They've been showing a lot of stock footage lately of how quickly dry Christmas trees can be sparked and then bloom into a wildfire that has engulfed any entire house. These are the warnings all us dumb people are berated with by nervous fire marshals this season, knowing that they'll be called to some house where some bad wiring and a rash of neglect turned a family home into ash while everyone was trying to sleep off the eggnog.
Something in the songs of the Bristol band Towns makes a guy feel like he's plugged into one of those dubious and suspect wall sockets, with far too many other cords, a fire hazard if ever there was one. It makes you feel like all of that hot blood that's flowing through you is going to cause something bad to happen when you least expect it. One tiny fray or a spark could be just the thing that shoots into a cluster of pine needles and everything just goes up in flames.

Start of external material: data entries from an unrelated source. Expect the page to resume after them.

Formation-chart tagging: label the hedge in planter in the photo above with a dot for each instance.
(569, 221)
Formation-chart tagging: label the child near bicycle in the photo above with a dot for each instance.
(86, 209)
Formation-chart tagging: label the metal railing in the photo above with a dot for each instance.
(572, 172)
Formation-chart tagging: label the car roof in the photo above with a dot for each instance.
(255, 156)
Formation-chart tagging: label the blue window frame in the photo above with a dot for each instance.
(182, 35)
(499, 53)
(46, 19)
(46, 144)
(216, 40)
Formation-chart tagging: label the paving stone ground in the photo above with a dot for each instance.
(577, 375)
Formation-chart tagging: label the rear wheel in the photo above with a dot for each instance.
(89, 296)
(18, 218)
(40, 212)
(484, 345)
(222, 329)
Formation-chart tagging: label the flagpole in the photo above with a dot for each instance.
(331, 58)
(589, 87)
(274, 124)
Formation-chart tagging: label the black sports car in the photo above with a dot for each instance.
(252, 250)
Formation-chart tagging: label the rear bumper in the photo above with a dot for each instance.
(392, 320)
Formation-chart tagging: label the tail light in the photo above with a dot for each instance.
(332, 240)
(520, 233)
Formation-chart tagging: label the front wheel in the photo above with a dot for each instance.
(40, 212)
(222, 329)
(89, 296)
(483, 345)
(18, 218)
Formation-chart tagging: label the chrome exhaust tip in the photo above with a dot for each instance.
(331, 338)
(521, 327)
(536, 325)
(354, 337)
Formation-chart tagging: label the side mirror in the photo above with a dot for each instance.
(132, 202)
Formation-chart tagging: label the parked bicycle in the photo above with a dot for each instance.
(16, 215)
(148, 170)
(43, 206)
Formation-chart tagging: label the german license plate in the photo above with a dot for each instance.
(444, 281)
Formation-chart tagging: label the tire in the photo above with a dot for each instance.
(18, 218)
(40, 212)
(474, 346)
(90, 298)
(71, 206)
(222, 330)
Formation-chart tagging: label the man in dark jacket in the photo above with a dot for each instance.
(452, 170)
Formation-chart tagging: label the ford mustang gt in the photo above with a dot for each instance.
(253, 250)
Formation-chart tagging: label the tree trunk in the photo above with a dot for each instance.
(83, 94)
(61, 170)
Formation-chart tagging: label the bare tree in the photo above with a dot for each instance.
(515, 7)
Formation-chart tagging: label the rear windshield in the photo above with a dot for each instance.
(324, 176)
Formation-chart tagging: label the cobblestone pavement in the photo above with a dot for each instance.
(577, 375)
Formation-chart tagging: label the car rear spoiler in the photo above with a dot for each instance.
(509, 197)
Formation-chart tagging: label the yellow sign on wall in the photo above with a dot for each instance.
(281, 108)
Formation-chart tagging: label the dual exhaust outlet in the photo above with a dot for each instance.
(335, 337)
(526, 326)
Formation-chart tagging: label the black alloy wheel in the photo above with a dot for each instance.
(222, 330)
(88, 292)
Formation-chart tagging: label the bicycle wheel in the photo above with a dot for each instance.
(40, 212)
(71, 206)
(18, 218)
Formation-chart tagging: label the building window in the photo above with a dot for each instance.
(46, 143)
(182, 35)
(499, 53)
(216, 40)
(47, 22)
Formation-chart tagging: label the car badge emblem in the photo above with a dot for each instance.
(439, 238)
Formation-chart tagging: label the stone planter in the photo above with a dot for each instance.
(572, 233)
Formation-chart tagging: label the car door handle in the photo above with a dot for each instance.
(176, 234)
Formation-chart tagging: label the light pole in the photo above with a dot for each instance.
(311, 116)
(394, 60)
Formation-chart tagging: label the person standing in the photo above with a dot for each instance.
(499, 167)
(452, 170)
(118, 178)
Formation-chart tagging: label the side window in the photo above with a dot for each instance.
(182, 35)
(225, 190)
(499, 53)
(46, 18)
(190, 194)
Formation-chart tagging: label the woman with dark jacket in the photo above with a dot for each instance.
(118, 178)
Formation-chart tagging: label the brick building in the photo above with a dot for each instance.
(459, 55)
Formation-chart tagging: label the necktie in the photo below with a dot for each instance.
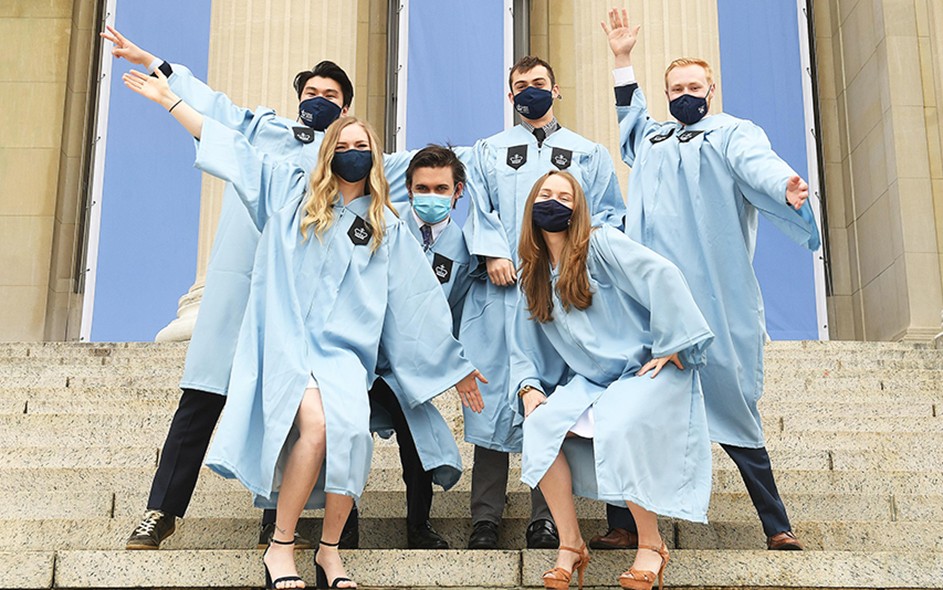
(426, 232)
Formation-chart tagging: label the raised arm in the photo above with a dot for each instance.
(631, 108)
(184, 84)
(768, 183)
(263, 185)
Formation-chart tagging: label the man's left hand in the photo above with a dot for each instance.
(797, 192)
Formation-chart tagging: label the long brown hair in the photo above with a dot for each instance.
(323, 187)
(573, 284)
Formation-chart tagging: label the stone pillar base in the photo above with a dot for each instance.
(181, 328)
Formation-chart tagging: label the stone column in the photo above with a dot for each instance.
(880, 74)
(256, 48)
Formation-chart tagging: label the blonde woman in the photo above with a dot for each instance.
(625, 338)
(337, 275)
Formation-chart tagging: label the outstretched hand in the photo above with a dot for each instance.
(154, 88)
(468, 391)
(659, 363)
(797, 192)
(622, 36)
(126, 49)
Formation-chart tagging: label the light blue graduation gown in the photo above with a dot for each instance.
(321, 307)
(693, 197)
(503, 170)
(226, 291)
(650, 443)
(434, 440)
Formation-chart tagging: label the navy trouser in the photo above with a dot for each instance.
(757, 473)
(184, 449)
(418, 481)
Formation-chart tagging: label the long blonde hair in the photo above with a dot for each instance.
(323, 187)
(573, 285)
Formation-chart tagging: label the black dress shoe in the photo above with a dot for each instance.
(265, 537)
(542, 534)
(350, 536)
(484, 536)
(152, 530)
(425, 537)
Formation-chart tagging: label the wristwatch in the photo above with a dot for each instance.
(524, 390)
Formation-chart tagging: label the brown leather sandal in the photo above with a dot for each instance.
(559, 579)
(643, 579)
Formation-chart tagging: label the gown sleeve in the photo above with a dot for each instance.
(634, 125)
(208, 102)
(484, 233)
(534, 362)
(417, 330)
(604, 194)
(677, 325)
(263, 184)
(761, 175)
(394, 166)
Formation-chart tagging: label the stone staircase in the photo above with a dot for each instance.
(855, 431)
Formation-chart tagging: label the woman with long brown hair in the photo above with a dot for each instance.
(607, 317)
(337, 275)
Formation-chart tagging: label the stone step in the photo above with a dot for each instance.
(137, 479)
(242, 533)
(383, 504)
(504, 569)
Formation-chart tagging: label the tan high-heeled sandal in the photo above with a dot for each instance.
(643, 579)
(559, 578)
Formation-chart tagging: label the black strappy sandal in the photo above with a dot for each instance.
(269, 584)
(322, 575)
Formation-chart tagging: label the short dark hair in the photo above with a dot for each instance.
(436, 156)
(526, 64)
(326, 69)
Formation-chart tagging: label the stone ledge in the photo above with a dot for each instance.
(764, 569)
(240, 569)
(26, 569)
(506, 569)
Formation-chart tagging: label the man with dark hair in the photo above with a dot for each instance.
(435, 179)
(325, 93)
(503, 170)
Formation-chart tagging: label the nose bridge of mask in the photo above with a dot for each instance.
(430, 207)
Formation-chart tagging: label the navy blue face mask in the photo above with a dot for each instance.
(352, 165)
(533, 103)
(688, 109)
(318, 112)
(551, 215)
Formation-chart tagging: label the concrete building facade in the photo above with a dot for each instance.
(879, 69)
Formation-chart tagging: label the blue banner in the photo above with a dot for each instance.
(762, 81)
(457, 80)
(151, 192)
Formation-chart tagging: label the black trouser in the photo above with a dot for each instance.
(490, 488)
(757, 474)
(184, 449)
(418, 481)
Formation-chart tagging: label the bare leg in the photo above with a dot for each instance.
(648, 534)
(301, 473)
(336, 509)
(557, 488)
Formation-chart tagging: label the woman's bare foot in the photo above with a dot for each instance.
(280, 561)
(648, 559)
(328, 558)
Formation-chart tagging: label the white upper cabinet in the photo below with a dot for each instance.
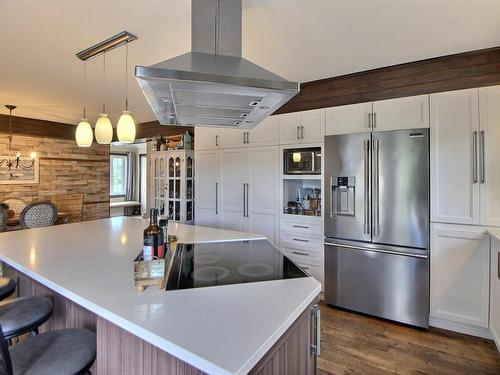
(264, 134)
(232, 138)
(489, 154)
(346, 119)
(289, 128)
(454, 166)
(460, 276)
(206, 138)
(402, 113)
(302, 127)
(313, 126)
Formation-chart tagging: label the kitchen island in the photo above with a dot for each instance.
(232, 329)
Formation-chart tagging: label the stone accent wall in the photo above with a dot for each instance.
(65, 168)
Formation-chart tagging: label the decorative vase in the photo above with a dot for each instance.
(3, 219)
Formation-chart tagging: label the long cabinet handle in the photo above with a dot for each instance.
(331, 197)
(244, 201)
(482, 170)
(216, 198)
(316, 328)
(300, 253)
(376, 228)
(366, 147)
(474, 157)
(248, 185)
(300, 240)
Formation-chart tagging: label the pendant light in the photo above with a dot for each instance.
(83, 135)
(126, 125)
(103, 127)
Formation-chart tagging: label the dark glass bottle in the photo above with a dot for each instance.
(153, 238)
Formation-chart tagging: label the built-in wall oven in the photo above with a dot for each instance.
(300, 161)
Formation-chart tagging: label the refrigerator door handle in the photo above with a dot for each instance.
(474, 157)
(376, 228)
(331, 197)
(481, 145)
(391, 252)
(366, 147)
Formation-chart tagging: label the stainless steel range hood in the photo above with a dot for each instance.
(213, 85)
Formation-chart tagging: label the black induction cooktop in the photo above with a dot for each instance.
(223, 263)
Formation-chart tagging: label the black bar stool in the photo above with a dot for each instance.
(22, 315)
(7, 287)
(61, 352)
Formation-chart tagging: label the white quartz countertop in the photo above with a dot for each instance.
(220, 330)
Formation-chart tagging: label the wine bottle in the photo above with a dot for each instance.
(153, 238)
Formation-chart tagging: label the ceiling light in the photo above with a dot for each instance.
(126, 124)
(103, 130)
(84, 134)
(103, 126)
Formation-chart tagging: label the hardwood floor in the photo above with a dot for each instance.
(357, 344)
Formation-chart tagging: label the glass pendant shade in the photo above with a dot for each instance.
(84, 136)
(126, 128)
(103, 130)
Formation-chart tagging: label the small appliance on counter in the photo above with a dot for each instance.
(222, 263)
(302, 161)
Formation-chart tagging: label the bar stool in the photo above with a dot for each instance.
(22, 315)
(62, 352)
(7, 287)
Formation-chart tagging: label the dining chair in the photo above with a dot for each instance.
(15, 205)
(72, 204)
(39, 214)
(62, 352)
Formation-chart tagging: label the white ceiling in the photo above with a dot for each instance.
(300, 40)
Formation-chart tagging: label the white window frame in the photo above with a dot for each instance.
(111, 172)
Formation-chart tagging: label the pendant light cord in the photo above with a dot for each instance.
(126, 76)
(84, 86)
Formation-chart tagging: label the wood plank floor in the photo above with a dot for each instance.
(357, 344)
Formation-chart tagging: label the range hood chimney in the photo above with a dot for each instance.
(213, 85)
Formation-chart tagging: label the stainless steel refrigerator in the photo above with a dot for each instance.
(377, 224)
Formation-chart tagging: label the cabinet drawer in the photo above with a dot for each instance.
(303, 228)
(303, 242)
(313, 270)
(309, 257)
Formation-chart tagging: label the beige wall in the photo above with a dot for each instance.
(64, 168)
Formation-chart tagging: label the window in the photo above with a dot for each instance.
(118, 174)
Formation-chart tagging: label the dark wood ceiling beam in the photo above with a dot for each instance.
(51, 129)
(452, 72)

Lead singer James MacLucas sings in a hushed, down pillow kind of a whisper, as if he's trying to keep it down in a house full of these sleeping people. He sounds like a prowler, probably up to no good, but also doing what he's got to do because he's walking around like his head's been cut off, like everyone else, and also because he's so desperate to keep on that he'll do whatever it takes to do that.
MacLucas, guitarist John Paul Beaumont, bassist Adam Hastings and drummer Miles Hastings give off this sensation of there being some drowsy menace out there in the moonlit night, seeping out to walk the streets as the hours stretch on into the early mornings hours. They're trying to slip in, under the cover of night and they might claim a house, or they might turn over some garbage cans in the back alley. They might just listen to records and drink too many beers, working on something closer to personal happiness, but it sounds like there just might be too much to dwell on to achieve that to any real degree.